March

Professor and Two Students Travel to Ireland for Internet of Things Conference

News Story: March 30, 2017
                                                Professor Robert McCloud speaks at the IoThon event. 

A professor and two students from Sacred Heart University recently traveled to Dingle, Ireland, to participate in a weekend-long event focused on the Internet of Things, a network of linked devices, machines, buildings and other items that collect and exchange information.

Robert McCloud, associate professor in SHU's School of Computing, accompanied undergraduate students Kristen Lahaise and Nicolas Treglia to IoThon, an economic initiative in Dingle that supports high-tech startups in southwestern Ireland.
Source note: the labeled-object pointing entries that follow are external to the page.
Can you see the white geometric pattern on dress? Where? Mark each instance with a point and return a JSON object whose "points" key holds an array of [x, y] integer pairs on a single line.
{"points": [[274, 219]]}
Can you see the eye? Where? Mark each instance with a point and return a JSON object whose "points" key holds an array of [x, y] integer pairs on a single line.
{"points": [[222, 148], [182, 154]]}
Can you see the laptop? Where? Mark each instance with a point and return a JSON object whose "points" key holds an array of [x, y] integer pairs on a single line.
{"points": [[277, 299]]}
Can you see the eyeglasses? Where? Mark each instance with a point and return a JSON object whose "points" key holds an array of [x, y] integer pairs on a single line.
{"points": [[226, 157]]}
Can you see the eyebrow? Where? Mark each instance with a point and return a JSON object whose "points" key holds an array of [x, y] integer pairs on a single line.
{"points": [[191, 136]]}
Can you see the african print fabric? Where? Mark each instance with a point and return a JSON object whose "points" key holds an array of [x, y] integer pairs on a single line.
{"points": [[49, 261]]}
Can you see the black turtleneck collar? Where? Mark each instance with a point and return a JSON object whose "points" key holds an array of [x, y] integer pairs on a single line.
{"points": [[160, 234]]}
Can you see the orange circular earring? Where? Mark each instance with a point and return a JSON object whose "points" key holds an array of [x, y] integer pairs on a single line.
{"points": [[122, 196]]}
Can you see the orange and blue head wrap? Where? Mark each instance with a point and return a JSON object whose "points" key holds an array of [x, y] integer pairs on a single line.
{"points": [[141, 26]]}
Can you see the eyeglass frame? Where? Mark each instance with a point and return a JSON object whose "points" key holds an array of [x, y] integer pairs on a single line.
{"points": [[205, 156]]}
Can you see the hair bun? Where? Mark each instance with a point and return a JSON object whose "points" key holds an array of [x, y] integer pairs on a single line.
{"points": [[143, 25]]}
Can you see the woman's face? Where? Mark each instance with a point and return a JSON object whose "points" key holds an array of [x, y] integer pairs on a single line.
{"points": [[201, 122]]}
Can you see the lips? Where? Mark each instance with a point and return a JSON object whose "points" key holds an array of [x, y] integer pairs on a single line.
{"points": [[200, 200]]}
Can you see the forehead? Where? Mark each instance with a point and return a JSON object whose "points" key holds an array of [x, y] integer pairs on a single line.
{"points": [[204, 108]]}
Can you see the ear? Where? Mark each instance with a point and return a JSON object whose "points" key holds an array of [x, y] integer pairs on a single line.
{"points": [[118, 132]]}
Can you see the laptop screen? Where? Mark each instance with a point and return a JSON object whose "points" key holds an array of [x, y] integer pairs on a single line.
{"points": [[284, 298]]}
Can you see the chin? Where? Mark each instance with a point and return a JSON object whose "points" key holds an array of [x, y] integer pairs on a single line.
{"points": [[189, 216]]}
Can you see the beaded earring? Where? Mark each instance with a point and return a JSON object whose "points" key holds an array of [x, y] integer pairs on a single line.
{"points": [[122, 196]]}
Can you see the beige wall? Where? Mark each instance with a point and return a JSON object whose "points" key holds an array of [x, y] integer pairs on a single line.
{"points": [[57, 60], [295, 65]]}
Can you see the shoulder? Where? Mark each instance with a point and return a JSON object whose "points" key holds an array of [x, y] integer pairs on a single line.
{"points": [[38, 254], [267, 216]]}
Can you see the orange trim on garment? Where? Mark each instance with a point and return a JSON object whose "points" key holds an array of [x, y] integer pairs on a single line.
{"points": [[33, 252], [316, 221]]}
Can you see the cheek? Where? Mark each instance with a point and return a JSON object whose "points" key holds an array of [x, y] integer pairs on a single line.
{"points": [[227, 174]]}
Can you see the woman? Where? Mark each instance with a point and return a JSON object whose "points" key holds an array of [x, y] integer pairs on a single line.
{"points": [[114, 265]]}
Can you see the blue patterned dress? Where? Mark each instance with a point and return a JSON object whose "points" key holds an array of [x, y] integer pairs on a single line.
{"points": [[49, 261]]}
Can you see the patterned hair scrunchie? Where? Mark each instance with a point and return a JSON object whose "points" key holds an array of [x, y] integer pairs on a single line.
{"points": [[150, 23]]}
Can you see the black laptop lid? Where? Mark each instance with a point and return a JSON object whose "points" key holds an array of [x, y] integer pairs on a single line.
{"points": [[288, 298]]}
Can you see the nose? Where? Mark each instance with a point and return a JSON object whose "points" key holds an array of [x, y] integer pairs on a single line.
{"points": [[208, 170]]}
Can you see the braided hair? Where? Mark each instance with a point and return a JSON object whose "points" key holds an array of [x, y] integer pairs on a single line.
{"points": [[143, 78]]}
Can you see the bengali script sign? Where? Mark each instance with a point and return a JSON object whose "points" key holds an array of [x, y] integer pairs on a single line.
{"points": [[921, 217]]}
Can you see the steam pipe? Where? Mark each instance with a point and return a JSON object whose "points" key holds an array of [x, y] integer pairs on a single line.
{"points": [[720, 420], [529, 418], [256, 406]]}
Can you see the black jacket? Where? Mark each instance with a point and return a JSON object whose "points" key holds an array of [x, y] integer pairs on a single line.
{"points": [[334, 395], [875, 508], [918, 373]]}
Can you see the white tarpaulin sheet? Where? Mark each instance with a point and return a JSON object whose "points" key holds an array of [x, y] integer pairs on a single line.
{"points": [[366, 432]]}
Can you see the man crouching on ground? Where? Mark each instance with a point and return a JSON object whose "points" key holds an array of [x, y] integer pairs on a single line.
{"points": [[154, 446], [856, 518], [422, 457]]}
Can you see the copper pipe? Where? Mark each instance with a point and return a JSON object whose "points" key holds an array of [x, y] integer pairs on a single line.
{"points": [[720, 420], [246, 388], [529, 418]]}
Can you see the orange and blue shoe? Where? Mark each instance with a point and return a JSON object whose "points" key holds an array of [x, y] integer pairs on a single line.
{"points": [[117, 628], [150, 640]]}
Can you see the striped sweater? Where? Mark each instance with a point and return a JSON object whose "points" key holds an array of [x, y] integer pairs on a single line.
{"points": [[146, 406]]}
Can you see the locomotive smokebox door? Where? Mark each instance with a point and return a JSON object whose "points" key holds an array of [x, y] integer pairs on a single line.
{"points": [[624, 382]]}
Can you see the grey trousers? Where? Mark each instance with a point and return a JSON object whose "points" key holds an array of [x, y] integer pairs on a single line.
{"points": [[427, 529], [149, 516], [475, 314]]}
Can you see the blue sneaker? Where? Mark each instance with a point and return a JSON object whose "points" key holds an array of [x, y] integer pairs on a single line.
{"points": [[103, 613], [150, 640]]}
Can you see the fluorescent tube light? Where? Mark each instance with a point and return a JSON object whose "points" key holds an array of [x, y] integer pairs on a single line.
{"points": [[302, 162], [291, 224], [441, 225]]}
Established by the Dingle Creativity and Innovation Hub, it focused on creative, high-tech approaches to problem-solving issues in such fields as coastal & marine science, business & tourism, digital media & communications and the performing arts. It took place in collaboration with Dingle businesses and Irish high-tech companies and government agencies.

IoThon challenged participants to produce blueprints for applications that could be developed commercially for the Internet of Things. Organizers brought together technical and creative people to create new synergies by working with each other. It also brought together people from various fields and areas of expertise. “IoThon was an incredible experience and had people from all over the country with knowledge in all fields. I went in expecting a bunch of coders and came out with a much different outlook” said Treglia.

McCloud went to IoThon as a representative of Sacred Heart and its Dingle campus, where SHU offers students educational and cultural experiences ranging from brief durations to full semesters. Like Lahaise and Treglia, he participated in group-based activities and presentations. Lahaise, who is studying exercise science, was on a team with students studying other fields. “I knew very little about the ‘Internet of things’ coming into the conference, but was amazed to learn just how interconnected things are within our world. There are so many ways we can integrate the physical world and technology,” said Lahaise. “I have never brainstormed in this way before, and it showed me how much truly goes into the creation of one idea, and how many different people must play a part. I see tremendous value in this type of event going forward and hope to see some of the ideas from the event spark new start-ups in a community like Dingle.”

 

                               From left are Nicolas Treglia, Professor Robert McCloud and Kristen Lahaise.